Houda Boukal, mediatrice culturale e presidentessa dell’associazione “Nissa” (Donne in arabo), intreccia la descrizione del suo percorso alla riflessione di Elena Migliavacca, responsabile del centro interculturale delle donne Casa di Ramìa per le pari opportunità del Comune di Verona. “Ho presentato il mio percorso, la mia lotta in Marocco, soprattutto rispetto al velo, la mia famiglia era contraria, io invece ho fatto il possibile per poterlo indossare” racconta Houda. “Quando sono venuta in Italia mi sono sentita di dover lottare un’altra volta. Questo è stata forse fragilità o forza, ognuno può vederla a suo modo. Però nel mio percorso ho cercato di creare un gruppo con cui lavorare e lottare per la stessa cosa. Vuol dire stare nella politica, stare nel femminismo, lottare per avere i nostri diritti di lavoro. Siamo noi a fare questo: il percorso di Houda che ha scelto di fare questo, insieme ad altre donne che, dalla fragilità, hanno costruito una forza, mettendoci tutte insieme”.
Con il rischio oggi che alcune Case delle Donne debbano chiudere o avere meno supporto o anche solo chiudere temporaneamente per il rispetto delle restrizioni causate dalla pandemia, la presenza di “Allargare il cerchio” è importante più che mai. “Siamo impegnate a stare in rete con altre realtà, la crisi economica sta mettendo tutti in difficoltà, si organizzano modalità di distribuzione di cibo e vestiario. L'accesso ai servizi per le persone che non erano già in carico è molto difficile, quindi tentiamo di favorire il primo contatto”, riferisce Elena Migliavacca. “Le donne che volontariamente continuano a farsi presenti per partecipare sono ancora molte, anche nuove presenze, anche se i gruppi devono essere ristretti e non possiamo avere i numeri di prima.
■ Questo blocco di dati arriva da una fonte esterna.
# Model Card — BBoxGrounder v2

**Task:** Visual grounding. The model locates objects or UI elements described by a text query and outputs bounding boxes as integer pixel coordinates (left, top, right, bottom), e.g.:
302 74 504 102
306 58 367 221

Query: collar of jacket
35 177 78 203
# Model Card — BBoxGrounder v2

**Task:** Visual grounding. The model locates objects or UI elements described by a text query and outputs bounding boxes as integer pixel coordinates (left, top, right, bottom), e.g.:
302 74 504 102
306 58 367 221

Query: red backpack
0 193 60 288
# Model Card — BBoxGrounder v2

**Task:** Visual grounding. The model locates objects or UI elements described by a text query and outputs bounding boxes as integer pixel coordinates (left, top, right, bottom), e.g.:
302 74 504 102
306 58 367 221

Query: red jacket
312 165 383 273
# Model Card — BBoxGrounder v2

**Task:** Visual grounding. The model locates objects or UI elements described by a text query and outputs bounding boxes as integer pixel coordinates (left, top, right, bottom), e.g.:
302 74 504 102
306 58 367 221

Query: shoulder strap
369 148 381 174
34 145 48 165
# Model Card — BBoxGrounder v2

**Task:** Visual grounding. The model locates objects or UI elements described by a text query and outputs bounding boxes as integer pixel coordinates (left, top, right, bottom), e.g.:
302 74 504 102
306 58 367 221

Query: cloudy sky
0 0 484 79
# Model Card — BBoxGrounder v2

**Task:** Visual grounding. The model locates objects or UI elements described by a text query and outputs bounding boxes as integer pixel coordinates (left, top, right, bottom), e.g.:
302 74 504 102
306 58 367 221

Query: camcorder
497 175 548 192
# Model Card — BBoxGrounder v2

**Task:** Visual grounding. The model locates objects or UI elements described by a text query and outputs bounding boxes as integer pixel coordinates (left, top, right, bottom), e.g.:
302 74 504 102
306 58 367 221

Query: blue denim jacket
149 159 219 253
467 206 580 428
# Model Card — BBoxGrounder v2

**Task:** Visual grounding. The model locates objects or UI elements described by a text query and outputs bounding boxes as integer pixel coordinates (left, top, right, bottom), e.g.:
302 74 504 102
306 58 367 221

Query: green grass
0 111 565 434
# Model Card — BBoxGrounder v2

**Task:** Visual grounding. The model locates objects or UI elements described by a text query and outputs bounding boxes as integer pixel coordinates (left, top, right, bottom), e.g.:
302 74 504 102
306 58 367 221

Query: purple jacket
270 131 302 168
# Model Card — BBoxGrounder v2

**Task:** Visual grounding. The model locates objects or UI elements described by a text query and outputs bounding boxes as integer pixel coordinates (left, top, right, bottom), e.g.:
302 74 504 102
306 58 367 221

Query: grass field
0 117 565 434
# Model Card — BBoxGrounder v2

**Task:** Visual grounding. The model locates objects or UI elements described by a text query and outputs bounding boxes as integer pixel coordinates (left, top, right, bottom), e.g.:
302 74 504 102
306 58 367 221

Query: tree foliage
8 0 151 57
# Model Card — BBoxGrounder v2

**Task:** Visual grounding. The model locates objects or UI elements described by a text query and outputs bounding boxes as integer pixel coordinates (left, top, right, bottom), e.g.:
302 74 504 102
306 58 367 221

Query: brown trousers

Ho notato che in molti gruppi si racconta di crisi passate, guerre, conflitti sociali nei propri paesi e come si vivevano”.
Dalla Tunisia, Nacyb Allouchi, presidentessa dell’associazione Dar Rayhana, racconta il suo percorso personale che, anche grazie al cambiamento politico del suo paese a seguito della rivoluzione del 2010-2011, l’ha portata a creare una comunità di donne e femminismo della quotidianità, nel costruire insieme, anche in una regione rurale e considerata marginale come quella di Jendouba, nel nord-ovest del paese. “Il lavoro di alcune associazioni femministe storiche della capitale era spesso di fare ricerche, statistiche, parlare della donna tunisina in generale”, spiega Nacyb. “Noi volevamo lavorare insieme, abbiamo fatto un luogo processo per capire insieme di cosa avevamo bisogno: come una sala per lo sport, un café per sole donne, una radio con le nostre voci, soprattutto in queste regioni dove le donne sono anche contadine e stanno costruendo col tempo una consapevolezza di sé e dei diritti”.
Nel connettere questi contesti specifici, “Allargare il Cerchio”, insieme di testi di “esperienze radicate nei territori, che man mano pazientemente si sono costruite” dice Maria Livia, si legge la storia di luoghi che non sempre si ha il tempo di narrare. “E trovare delle parole per dire che esistono alcuni spazi delle donne che non sono separati dal resto del mondo ma importanti per tutti”.